PREDICT Prostate (credit: T. Almeroth-Williams)

Breast cancer is the most frequent cancer among women, affecting >2,000,000 women globally each year. Prostate cancer is the second most common cancer in men, with around 1,300,000 new cases globally each year.

Cambridge University researchers led the development of the ‘PREDICT’ platforms. These are free-of-charge online tools that facilitate informed treatment decision making for clinicians and their patients with breast or prostate cancer.

PREDICT Breast has had over 1,250,000 visits (as of June 2021) since 2014, including 330,000 in the UK and hundreds of thousands across North America, Europe, Australasia and South America. It is approved for clinical decision-making by the UK National Institute for Health and Clinical Excellence (NICE).

It is estimated that PREDICT Breast led to 7,500 National Health Service (NHS) patients being offered chemotherapy who would otherwise have not received it and, conversely, 11,000 women being appropriately spared unnecessary chemotherapy.
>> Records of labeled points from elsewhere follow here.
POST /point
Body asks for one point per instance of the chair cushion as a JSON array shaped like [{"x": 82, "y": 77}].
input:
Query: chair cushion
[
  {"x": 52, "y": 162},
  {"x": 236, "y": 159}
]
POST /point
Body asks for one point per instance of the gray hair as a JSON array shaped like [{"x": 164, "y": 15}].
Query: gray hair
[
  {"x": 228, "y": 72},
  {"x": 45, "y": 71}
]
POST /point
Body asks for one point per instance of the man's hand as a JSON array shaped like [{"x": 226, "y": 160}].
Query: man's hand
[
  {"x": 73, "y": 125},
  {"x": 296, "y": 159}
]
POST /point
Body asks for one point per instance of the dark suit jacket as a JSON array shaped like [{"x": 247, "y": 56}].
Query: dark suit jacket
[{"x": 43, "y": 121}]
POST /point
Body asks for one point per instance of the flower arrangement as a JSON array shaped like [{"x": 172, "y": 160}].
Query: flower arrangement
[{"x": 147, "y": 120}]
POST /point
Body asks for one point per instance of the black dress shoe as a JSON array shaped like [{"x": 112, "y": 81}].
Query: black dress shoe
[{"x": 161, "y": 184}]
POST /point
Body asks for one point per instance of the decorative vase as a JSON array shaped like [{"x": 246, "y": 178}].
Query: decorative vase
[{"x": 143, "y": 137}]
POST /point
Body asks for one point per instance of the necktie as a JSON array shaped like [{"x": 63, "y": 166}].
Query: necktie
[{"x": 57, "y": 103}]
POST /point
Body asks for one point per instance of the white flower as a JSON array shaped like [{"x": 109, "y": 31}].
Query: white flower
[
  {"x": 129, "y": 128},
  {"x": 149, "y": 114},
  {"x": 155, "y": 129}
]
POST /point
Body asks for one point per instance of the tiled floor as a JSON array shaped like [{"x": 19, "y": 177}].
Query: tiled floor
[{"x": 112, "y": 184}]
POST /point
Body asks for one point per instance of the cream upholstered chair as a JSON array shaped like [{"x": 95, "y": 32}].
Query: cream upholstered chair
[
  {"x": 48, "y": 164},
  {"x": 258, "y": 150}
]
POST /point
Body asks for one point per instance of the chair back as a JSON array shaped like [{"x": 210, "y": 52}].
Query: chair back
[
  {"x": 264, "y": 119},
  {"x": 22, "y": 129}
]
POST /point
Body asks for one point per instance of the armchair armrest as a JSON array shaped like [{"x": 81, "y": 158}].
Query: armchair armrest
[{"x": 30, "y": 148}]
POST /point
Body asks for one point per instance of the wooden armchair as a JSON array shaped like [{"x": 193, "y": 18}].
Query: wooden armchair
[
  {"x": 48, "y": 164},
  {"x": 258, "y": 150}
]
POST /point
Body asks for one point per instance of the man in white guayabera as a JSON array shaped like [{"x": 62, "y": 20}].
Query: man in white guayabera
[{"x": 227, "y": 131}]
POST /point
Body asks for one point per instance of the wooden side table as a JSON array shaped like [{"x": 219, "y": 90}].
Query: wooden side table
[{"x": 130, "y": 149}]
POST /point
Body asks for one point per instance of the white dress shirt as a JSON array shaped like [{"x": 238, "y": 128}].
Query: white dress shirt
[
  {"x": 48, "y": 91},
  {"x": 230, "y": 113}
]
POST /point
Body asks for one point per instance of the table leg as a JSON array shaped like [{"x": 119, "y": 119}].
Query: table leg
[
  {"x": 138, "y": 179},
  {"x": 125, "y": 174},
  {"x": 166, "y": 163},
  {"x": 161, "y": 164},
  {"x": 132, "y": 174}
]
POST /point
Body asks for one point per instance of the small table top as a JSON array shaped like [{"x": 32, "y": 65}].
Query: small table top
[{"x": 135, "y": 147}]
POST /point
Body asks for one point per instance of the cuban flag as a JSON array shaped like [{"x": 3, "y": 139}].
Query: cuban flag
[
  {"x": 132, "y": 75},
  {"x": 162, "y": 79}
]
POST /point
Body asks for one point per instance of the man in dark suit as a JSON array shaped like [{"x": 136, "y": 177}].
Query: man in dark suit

Modelled on PREDICT Breast, PREDICT Prostate launched in 2019 and has been accessed in over 110 countries and had over 30,000 hits (as of June 2021). Approximately 35% of men using this NICE-endorsed decision-making tool opt against unnecessary radical treatment, producing potential savings to the NHS of £46 million.

“Men ask me all the time, what is my risk for ED/incontinence/bowel dysfunction. My answer now will be that, “That’s impossible to project accurately on an individualized basis, but the PREDICT Prostate system can give you a decent estimate of that risk at 3 years post-diagnosis”. I live in the very real world of “What do you think I should I do?” You’ve just made answering that question a lot easier for tens of thousands of men every year!”